États-Unis: Près de 8 000 troupes coréennes bordent l'Ukraine

Les États-Unis ont déclaré le 31 octobre qu'ils avaient des informations selon lesquelles près de 8 000 soldats nord-coréens se trouvaient maintenant dans la région russe de Kursk, près de la frontière ukrainienne, et la Russie “synon” pour les déloger sur le champ de bataille contre les forces ukrainiennes. Antony Blinken, secrétaire d'État américain, a déclaré que les États-Unis s'attendent à ce que des troupes soient envoyées [...]
Le secrétaire d'État américain Antony Blinken a déclaré que les États-Unis s'attendaient à ce que des troupes soient envoyées sur la ligne de front dans les prochains jours. Il a réaffirmé qu'ils deviendraient des militaires légaux “ccaces” s'ils étaient déployés.

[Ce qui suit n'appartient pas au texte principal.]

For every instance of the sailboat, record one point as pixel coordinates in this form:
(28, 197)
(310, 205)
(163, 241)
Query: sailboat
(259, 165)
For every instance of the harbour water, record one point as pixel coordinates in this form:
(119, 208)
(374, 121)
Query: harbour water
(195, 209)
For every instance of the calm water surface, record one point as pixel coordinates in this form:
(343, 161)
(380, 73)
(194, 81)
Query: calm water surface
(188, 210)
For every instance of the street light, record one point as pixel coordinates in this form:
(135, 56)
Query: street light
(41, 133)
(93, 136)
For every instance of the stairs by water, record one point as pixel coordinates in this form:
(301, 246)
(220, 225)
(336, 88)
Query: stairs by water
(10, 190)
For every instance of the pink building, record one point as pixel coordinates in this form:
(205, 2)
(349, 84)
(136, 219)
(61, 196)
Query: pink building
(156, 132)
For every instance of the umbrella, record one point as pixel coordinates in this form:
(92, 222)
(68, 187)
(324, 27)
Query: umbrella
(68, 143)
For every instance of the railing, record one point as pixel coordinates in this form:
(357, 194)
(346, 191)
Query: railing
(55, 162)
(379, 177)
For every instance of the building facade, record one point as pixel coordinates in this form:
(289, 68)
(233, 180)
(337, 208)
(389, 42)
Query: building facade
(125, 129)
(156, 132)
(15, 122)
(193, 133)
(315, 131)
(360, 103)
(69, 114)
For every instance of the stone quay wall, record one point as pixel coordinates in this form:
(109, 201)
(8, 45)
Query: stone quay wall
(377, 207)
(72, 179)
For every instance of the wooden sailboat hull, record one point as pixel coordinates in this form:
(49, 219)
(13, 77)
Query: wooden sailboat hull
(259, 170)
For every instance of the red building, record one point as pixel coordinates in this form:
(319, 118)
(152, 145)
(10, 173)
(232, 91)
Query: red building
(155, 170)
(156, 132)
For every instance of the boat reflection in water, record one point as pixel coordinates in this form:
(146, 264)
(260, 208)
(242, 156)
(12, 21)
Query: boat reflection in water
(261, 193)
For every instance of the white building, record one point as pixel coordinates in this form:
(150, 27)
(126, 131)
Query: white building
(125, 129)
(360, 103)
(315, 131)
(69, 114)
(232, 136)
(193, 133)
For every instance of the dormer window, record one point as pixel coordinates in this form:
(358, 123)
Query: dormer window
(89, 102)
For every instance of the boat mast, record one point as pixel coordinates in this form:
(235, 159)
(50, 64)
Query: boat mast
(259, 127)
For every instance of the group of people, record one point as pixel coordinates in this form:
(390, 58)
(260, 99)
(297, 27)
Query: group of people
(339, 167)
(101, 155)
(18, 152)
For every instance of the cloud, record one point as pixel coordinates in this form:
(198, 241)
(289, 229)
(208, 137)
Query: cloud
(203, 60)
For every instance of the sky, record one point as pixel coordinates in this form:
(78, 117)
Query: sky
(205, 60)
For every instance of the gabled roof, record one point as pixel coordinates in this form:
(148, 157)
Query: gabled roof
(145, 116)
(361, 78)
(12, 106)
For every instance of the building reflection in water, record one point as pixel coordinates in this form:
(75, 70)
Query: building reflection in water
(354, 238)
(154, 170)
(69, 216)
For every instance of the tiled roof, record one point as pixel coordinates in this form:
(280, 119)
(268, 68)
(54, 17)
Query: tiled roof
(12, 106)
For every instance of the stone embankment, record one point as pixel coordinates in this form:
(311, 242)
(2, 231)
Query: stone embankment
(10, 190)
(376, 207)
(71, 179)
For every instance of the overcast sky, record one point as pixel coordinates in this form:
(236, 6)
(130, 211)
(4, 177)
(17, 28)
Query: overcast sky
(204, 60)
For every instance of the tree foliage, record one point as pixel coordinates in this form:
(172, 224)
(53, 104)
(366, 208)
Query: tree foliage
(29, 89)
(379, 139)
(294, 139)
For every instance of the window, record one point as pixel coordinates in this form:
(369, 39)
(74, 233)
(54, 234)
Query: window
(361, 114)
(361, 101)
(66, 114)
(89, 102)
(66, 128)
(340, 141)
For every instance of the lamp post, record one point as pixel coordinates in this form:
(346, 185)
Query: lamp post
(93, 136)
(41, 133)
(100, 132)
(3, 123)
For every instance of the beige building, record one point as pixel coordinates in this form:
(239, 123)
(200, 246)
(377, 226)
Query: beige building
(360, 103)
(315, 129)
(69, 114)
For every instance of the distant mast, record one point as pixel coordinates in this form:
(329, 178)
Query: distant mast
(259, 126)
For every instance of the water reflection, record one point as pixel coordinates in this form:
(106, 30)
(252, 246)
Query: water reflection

L'examen était en tête de l'ordre du jour alors que Blinken et le secrétaire américain à la Défense Lloyd Austin ont rencontré le ministre sud-coréen des Affaires étrangères Cho Tae-yul et le secrétaire de la Défense Kim Jong-hyun.
La Russie a géré des troupes nord-coréennes pour l'utilisation de l'artillerie, des drones et pour des opérations d'infanterie de base, “suggérant qu'elle vise à utiliser ces forces dans les opérations de première ligne”, a déclaré Blinken.
L'une des raisons pour lesquelles la Russie utilise des troupes nord-coréennes est qu'elle est désespérée. Poutine envoie de plus en plus de Russes à la guerre meurtrière en Ukraine”, a déclaré M. Blinken.
Blinken dit que Poutine tourne les yeux vers les troupes nord-coréennes “et c'est le signal clair de faiblesse”.
Il a ajouté que la Russie souffre environ 1 200 victimes par jour à l'est de l'Ukraine, plus depuis le début de la guerre en 2022.
Austin a appelé la dislocation des troupes nord-coréennes et l'essai d'un missile balistique intercstinctique de gynian plus tôt au 31 octobre comme <x0).
Plus tôt dans la journée, la Corée du Nord a déclaré avoir testé l'un de ses missiles les plus récents et les plus puissants pour renforcer sa prévention nucléaire.
À la suite de ce test, les États-Unis, la Corée du Sud et le Japon ont publié une déclaration commune condamnant les essais et déclarant qu'ils présentent une violation “de l'ensemble des résolutions du Conseil de sécurité de l'ONU.